I PRIMI SCHIAFFI E QUEL MATCH CON NADAL. Ma arrivati a quel punto si era solo all’inizio perché nel 2010 Lorenzi deve dimostrare di saper stare nella fascia più alta del tennis internazionale. Le difficoltà si manifestano subito con 9 sconfitte consecutive al primo turno, schiaffi e botte ricevute dalle teste di serie che anziché abbatterlo lo hanno rafforzato. Qualche mese più tardi, al Foro Italico di Roma, arriva la sua prima vittoria ATP contro Montanes (brutto cliente su terra rossa) per 2/6 6/4 6/3. Anche grazie a questo risultato Lorenzi riceve un’inaspettata convocazione in nazionale per la Coppa Davis. Tolte queste prime soddisfazioni, la sua classifica precipita fuori dai 100 e sono proprio i challenger giocati nella seconda metà della stagione (vittoria a Rimini) a salvarlo da un passivo ancora più pesante.

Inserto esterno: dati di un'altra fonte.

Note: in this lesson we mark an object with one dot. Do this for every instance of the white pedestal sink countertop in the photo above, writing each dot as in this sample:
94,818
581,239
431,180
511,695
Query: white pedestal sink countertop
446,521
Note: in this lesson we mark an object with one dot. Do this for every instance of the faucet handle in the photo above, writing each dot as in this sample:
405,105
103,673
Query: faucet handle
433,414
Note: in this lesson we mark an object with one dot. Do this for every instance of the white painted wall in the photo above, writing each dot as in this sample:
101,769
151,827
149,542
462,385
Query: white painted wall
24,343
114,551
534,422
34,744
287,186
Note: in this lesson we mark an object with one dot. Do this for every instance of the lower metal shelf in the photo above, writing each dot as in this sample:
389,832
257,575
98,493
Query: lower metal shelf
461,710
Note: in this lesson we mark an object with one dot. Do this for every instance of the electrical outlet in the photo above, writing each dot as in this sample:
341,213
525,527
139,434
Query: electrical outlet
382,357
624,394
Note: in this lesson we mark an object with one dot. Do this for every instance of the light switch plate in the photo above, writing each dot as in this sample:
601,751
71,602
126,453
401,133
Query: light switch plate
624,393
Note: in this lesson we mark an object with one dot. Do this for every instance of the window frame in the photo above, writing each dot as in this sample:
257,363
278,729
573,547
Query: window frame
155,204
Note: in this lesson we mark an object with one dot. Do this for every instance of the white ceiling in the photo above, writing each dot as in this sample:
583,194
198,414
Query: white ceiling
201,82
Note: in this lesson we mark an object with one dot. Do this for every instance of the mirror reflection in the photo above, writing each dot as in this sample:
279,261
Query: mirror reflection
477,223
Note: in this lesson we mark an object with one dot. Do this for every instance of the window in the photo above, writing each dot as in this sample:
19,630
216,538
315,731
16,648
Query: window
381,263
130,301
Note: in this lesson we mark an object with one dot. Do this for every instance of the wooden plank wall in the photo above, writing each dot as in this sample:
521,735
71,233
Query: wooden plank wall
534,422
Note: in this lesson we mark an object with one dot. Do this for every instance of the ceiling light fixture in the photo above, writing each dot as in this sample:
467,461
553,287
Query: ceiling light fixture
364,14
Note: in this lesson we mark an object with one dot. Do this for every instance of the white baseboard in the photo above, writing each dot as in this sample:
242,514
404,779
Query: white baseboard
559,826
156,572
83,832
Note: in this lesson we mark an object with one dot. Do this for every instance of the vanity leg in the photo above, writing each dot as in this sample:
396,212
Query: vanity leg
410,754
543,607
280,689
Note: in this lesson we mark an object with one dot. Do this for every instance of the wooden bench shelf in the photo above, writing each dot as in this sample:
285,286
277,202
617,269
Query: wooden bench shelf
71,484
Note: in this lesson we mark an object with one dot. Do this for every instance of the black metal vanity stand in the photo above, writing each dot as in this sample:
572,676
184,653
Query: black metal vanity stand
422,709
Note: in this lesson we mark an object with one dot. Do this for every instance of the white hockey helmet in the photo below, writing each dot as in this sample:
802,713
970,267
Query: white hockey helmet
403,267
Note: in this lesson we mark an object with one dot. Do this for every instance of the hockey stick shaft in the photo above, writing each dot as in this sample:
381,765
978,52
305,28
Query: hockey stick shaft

Lorenzi è consapevole che la vittoria su Montanes non è stata solo frutto di una giornata di grazia, ma di coraggio e tanto lavoro. Quindi sceglie di andare negli Stati Uniti e giocarsi le qualificazioni sul cemento dei Master 1000 di Marzo: riesce ad entrare a Miami e a sconfiggere addirittura Ivan Ljubicic. Arrivato al Foro Italico aveva da difendere l’importante risultato della scorsa edizione: per lui niente wild card, è costretto alle qualificazioni che riesce a passare senza problemi. Al primo turno incontra il numero 22 del mondo Bellucci: lo batte in due set e si rende conto che il giorno dopo dovrà correre come mai aveva fatto prima perché c’è Nadal sul Centrale e a Roma bisogna perdere con onore.
Solo che Lorenzi non ne fa una questione di vittoria o sconfitta, lui entra in campo e inizia a giocarsi ogni punto concentrandosi sul suo tennis e rischiando appena lo spagnolo accorcia. Alla fine del primo set il risultato è sul 7/6 per Lorenzi e c’è chi intravede il recente miracolo fatto da Volandri contro Federer su quella stessa terra. Quelli più cinici, gli esteti ad oltranza, sono sicuri che Nadal vincerà in tre set concedendo solo qualche game. Il problema è che Lorenzi sembra non sentire il peso di aver tolto un set al numero 1 del mondo e inizia il secondo set da dove aveva finito fino a raggiungere quel famoso 4/4. Probabilmente Lorenzi avrà nel portafogli o in soggiorno un’istantanea del tabellone che dice: Lorenzi – Nadal 7/6 4/4, Centrale di Roma. Lui che fino a pochi mesi fa non riusciva a vincere un match nell’ATP ed era rovinosamente scivolato intorno alla 150esima posizione c’era quasi riuscito. Nadal vince il match aggiudicandosi 8 game di fila, ma quel giorno il Foro Italico aveva trovato un nuovo piccolo grande eroe.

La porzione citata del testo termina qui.